Publié le 14 février 2010 par Aragon

frereroger.jpgQuand je suis arrivé sur la colline, j'ai failli faire demi-tour, parking plein, débordant de bagnoles, la plupart des vieilles guimbardes et du monde, un monde... J'y étais, j'avais fait neuf cents bornes, j'allais pas repartir comme un péteux.

Ah ! Ce temps, quand j'y pense, ça fait plus de quarante ans cette histoire. Je suis resté, planté ma tente, suis allé sentir la foule, la flairer comme un clebs. J'étais sur une super réserve. Rien que de penser à cette marée de culs-blanc ça me flanquait la nausée. Mais bordel, pourquoi j'étais venu ? Très vite pourtant j'ai vu qu'ils étaient sympa. Pas de prosélytisme. Aucun. De la joie. Des discussions de jeunes. Des jeunes hyper bien dans leurs baskets. Je suis resté cinq jours, j'avais planté ma "canadienne" à côté de ma 4L. Peinard.

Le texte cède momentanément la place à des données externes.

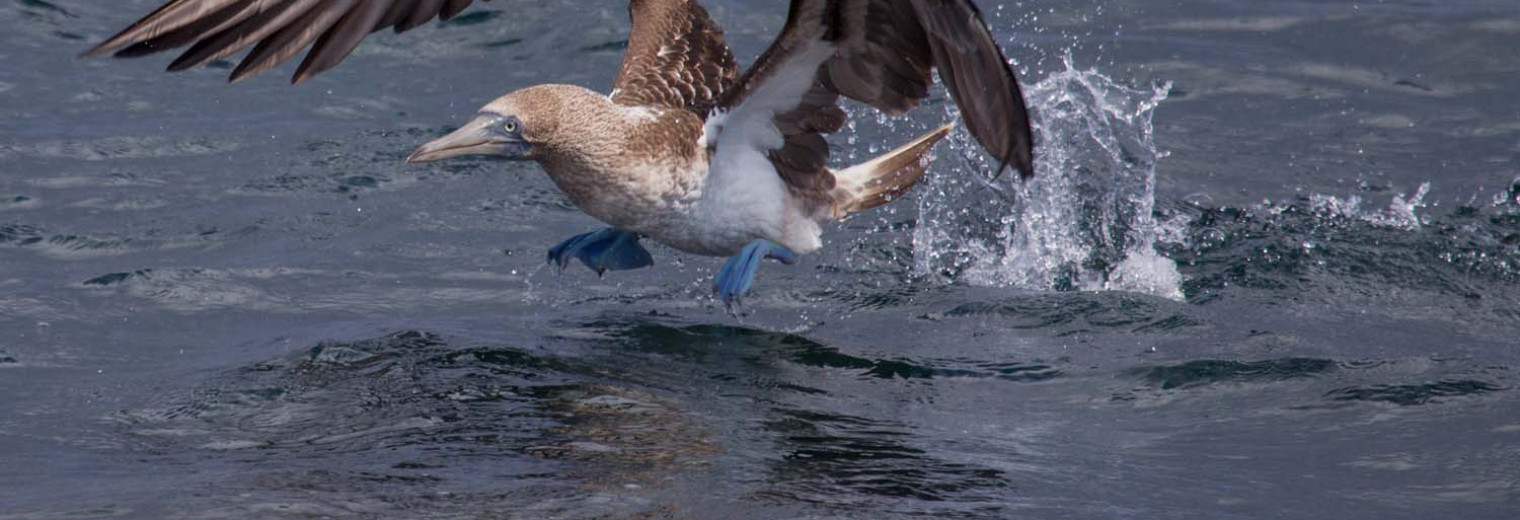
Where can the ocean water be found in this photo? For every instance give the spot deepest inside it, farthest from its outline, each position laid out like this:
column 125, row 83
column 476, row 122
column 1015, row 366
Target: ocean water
column 1269, row 269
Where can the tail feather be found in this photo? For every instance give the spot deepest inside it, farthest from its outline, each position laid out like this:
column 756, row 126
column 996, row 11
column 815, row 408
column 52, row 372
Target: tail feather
column 883, row 178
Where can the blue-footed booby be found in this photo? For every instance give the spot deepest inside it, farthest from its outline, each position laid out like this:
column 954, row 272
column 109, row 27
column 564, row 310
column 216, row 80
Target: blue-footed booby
column 686, row 149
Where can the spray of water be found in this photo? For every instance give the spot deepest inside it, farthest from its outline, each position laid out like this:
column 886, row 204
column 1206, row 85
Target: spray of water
column 1083, row 224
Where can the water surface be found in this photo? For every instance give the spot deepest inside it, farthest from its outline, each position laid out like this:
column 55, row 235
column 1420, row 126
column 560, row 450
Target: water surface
column 1269, row 269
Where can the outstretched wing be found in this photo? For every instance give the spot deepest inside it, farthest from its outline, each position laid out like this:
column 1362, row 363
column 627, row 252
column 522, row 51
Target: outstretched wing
column 677, row 58
column 879, row 52
column 277, row 29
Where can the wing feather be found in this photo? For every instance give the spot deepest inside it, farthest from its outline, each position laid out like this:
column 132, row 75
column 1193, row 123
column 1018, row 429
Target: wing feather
column 275, row 29
column 677, row 57
column 882, row 55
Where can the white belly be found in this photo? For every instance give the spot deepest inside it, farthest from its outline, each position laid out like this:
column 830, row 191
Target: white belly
column 727, row 212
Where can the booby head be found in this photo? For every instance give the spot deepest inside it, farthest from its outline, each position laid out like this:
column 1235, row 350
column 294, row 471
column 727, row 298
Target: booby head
column 516, row 126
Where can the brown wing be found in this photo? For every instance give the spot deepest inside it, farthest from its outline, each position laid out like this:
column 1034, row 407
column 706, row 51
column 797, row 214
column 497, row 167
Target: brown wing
column 277, row 29
column 677, row 57
column 883, row 53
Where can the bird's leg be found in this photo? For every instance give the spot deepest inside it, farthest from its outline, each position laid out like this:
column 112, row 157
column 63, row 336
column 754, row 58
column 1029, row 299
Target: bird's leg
column 736, row 277
column 602, row 251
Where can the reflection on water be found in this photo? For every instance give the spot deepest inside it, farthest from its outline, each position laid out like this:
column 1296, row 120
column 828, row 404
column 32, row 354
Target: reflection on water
column 239, row 303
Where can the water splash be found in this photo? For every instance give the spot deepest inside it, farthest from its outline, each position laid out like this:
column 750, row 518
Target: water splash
column 1400, row 212
column 1083, row 224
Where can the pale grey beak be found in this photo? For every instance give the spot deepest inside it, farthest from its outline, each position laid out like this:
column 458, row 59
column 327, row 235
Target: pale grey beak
column 482, row 136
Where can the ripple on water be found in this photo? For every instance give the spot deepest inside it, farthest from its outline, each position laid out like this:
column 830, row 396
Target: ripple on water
column 1415, row 394
column 1215, row 371
column 414, row 420
column 855, row 461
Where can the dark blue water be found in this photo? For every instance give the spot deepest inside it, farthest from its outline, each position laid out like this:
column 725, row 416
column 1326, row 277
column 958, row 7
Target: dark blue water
column 1271, row 269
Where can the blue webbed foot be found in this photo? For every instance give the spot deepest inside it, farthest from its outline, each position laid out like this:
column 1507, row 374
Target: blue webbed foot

Puis, dès l'après-midi de mon arrivée je suis "rentré" dans la grande salle de prière. Des jeunes partout, encore et encore. Assis, couchés, debout, à genoux. Discutant, dormant, priant. Puis les offices. Les chants de Taizé qui soulevait le bâtiment entier vers les nuages les plus hauts, les plus beaux.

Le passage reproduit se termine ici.